The Demise of the Book is Imminent
In the early 190s we were just becoming aware of Douglas Adams, the inventive writer of Science fiction and radio plays on the same topic. In fact, because of his skill in imagining how technology could be, he was employed. The actual object in his famous title, the Hitch Hikers’ Guide was, in fact, a laptop before they were invented, connected to the
internet that did not yet fully exist. How Douglas foresaw the future we will never know but he was one of the first creative writers to prophesy the power of digital communication for good and ill.
How could we imagine in the 1990s that books would disappear, replaced by that plastic device he described in The Hitchhikers’ Guide to the Galaxy. A green screen with white writing linked up to 3 skyscrapers full of information personifying something called the ‘Internet’!
It was quite a coup because I had asked Douglas to lead in a debate, The demise of the book is imminent, at Sussex University. In his mews office in Kensington I discussed the topic with him putting forward the arguments I had rehearsed about the death of the book. The trouble is, he said, my publishers are not allowing me to write at all for anyone because my book is so overdue. But I would like to do the debate and I like your arguments. Can I use yours?
OK I said, knowing how popular he would be, even back then. You take my speech and I’ll write another one – it was a deal! He put my speech in his hip pocket of his jeans.
A month before the conference Douglas Adams minders rang to say that they had kidnapped him in a French chateau with a moat in order to get the book written. But they would let him give the speech through a TV link from his mews office on the day.
So there I was on the Sussex University stage in front of an audience of 400. The two women publishers were in place who were debating the motion in praise of books. My chair was ready and, in the place where Douglas’s enormous bulk should have been, there was a screen focusing on an empty chair in Douglas’s empty mews office. Clearly there was someone behind the camera – but no Douglas in front of it.
I began to panic. Douglas had a reputation for being very late – or even not turning up at all!
The hall fell silent. We all watched the screen – five minutes passed. Then there was a judder as the camera operator trained the camera on the front door – which we could just see down the narrow mews staircase that led straight into the office; the door was flung open. Douglas was silhouetted against
the sunlight. He then blocked out the sunlight as he ran up the stairs and flung himself into the chair – so energetically that three buttons popped off his shirt!
“OK Douglas, very glad to see you”, I said hardly disguising my relief, “ we are ready to start. Please propose the motion, chair!”
Douglas pulled my notes, very crumpled, out of his jean’s pocket, where he had put them three months before, and glanced over them before he began.

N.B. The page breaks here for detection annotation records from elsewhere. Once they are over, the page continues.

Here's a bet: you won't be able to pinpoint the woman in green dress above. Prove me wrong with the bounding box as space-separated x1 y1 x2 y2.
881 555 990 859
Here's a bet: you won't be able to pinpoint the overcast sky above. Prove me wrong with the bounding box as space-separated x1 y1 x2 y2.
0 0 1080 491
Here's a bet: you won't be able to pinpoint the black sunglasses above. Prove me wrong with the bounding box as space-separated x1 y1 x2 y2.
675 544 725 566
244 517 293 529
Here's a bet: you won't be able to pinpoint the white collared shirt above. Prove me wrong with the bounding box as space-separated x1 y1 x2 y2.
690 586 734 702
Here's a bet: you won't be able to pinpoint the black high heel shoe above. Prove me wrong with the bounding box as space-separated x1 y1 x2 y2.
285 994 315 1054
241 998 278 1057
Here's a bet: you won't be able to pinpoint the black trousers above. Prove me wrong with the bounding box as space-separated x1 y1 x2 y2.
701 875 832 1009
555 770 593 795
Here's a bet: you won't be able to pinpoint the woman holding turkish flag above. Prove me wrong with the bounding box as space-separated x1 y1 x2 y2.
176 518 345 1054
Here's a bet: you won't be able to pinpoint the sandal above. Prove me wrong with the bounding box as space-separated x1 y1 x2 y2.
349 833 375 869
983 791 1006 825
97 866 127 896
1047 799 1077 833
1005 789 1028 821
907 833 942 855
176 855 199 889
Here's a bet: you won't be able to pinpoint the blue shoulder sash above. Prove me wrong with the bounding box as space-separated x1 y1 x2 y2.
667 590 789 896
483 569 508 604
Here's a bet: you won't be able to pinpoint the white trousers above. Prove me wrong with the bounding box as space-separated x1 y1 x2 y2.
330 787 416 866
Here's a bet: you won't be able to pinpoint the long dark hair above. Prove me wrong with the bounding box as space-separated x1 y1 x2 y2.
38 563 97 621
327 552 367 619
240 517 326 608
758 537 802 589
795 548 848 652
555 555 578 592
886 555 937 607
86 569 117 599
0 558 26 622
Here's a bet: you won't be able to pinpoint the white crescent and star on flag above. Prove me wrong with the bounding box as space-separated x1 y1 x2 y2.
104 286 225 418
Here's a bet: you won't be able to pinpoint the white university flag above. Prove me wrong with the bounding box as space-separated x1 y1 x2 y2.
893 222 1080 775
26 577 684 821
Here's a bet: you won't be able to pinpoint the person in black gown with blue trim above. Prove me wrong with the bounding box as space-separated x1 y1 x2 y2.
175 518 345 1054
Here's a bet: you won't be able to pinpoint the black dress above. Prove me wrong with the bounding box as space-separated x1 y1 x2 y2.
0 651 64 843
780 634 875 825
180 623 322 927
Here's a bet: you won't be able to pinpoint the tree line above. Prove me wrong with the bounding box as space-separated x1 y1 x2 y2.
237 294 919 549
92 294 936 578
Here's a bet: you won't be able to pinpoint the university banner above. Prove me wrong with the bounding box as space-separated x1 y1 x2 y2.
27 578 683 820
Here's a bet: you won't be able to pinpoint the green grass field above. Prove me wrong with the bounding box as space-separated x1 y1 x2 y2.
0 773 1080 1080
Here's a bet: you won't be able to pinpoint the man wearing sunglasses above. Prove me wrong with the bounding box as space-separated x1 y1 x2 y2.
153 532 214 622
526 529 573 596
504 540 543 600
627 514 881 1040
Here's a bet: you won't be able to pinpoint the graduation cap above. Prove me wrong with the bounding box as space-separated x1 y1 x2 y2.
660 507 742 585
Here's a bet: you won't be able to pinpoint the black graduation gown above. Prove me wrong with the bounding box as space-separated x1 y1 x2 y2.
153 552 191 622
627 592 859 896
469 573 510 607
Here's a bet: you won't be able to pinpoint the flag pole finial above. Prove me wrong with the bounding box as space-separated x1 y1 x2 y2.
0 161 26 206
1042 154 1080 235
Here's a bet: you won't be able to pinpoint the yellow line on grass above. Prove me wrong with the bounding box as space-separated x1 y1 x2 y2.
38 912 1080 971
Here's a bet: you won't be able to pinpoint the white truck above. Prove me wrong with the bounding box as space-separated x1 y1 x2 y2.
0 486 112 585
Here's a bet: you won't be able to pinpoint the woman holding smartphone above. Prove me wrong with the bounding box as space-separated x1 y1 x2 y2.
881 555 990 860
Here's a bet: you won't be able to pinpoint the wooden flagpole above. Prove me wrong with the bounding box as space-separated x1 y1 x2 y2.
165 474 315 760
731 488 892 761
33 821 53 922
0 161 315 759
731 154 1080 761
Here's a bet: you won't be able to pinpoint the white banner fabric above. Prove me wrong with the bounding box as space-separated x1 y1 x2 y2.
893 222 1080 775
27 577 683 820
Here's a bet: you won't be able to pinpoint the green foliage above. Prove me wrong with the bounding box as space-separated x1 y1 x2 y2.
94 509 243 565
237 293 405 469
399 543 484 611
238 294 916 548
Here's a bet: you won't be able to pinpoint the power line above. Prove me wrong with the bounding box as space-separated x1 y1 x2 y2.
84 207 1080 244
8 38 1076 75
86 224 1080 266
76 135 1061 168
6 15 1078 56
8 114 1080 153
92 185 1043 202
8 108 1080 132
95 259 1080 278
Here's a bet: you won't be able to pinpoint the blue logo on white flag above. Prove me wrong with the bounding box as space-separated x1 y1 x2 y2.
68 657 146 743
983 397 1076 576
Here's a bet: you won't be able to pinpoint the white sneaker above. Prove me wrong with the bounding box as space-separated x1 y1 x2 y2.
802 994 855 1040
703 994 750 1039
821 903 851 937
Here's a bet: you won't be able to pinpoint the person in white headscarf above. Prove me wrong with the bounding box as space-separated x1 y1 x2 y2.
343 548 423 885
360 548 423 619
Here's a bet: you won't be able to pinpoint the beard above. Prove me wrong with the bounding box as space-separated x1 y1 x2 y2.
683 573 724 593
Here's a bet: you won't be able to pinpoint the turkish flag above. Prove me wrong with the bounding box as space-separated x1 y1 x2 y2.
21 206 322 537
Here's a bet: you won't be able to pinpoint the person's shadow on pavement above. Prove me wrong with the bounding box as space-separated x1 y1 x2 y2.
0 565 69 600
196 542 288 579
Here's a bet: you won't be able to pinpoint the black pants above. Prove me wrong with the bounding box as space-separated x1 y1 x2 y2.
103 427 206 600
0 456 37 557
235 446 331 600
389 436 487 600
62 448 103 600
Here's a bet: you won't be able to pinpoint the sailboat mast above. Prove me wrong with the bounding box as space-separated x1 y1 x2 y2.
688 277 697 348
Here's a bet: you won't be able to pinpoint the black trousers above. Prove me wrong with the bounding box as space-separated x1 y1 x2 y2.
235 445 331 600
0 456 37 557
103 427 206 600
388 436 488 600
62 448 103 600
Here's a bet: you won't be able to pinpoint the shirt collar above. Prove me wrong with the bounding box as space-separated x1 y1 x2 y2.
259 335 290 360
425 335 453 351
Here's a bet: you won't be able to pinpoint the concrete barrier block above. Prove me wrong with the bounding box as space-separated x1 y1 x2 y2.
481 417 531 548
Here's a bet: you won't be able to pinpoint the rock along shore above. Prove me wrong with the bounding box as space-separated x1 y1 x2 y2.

Of course, the speech was masterly but nothing to do with all the careful arguments I had so generously plied him with. My speech was overshadowed, of course, by his brilliance.
The lady publishers went jointly for our jugulars – remember this was still the 1990s – thirty years ago. The women were lyrical about the weight of a book in your hand – the smell of an old book redolent of an earlier age. They talked of curling up in front of a fire with an exciting volume of fiction– and reading bedtime stories to wide-eyed attentive children.
Douglas and I lost the debate by a significant margin.
“Thank goodness for that!” he boomed, “I’m just about to publish another book.” And the tv screen went blank.
What a loss Douglas was when he died so young!